Now, it’s been 60 years, and both of the Pattersons would be over 100 years old by now, so it’s a safe bet to assume they’re not alive anymore. What I would like to know is: do y’all think they were alive after 1957?
Let’s talk about it.
Flashback Friday today is Lorraine Judith Chance, or Barrie-Chance according to this Facebook page someone set up for her. Her nickname was Lee. Lorraine’s been missing nearly seventy years: since 1948. On January 3 of that year, she left her only child at a babysitter’s and never came back to get it. This was in Santa Cruz, California.

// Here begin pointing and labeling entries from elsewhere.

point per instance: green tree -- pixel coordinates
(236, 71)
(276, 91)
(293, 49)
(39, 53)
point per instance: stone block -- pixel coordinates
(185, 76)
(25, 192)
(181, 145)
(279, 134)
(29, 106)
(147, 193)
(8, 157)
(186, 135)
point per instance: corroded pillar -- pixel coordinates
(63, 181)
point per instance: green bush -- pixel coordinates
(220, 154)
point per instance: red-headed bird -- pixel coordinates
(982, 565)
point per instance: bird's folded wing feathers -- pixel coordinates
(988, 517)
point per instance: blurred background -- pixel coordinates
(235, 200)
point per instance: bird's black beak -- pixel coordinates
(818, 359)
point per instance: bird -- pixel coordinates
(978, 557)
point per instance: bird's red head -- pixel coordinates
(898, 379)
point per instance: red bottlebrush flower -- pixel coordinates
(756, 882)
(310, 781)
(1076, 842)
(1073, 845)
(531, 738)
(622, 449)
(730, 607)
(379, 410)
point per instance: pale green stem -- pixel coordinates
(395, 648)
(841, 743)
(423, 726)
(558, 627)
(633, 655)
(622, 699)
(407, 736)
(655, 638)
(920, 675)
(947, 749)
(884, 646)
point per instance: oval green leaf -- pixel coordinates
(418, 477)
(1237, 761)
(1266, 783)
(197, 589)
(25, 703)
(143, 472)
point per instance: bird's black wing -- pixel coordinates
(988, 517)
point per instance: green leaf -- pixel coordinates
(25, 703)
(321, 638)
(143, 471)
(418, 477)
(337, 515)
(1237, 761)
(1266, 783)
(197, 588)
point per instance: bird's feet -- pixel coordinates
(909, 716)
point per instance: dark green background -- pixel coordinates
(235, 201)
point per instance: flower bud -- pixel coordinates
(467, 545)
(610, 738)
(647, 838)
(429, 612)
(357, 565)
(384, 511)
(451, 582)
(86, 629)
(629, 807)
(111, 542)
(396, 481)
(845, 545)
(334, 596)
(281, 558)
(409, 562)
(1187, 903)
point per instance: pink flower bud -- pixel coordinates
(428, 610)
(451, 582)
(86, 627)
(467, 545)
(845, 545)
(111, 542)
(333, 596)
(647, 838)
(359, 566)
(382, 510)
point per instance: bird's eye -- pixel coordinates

Lorraine would be about 95 now so it’s very unlikely she’s still alive, but there’s also no evidence of foul play in her disappearance. They know she was alive nearly three months after she left her daughter at the babysitter’s, because on March 28 she applied for VA benefits; her deceased husband had been in the Navy. Her application got approved in August, but by then she was nowhere to be found.
There’s every chance in the world that Lorraine, a recently widowed single mother only 25 or 26 years old (I don’t know her exact date of birth, just the year), simply got overwhelmed and decided to walk away, only to resurface elsewhere and lead a long life. Maybe she remarried and had more kids, and her daughter has half-siblings out there.
I mean, it’s happened before many times. Think of Esther Gavin. Lucy Johnson.
Lorraine’s family would like to know her fate. I wonder if her daughter or any other relatives has tried submitting their DNA to Ancestry?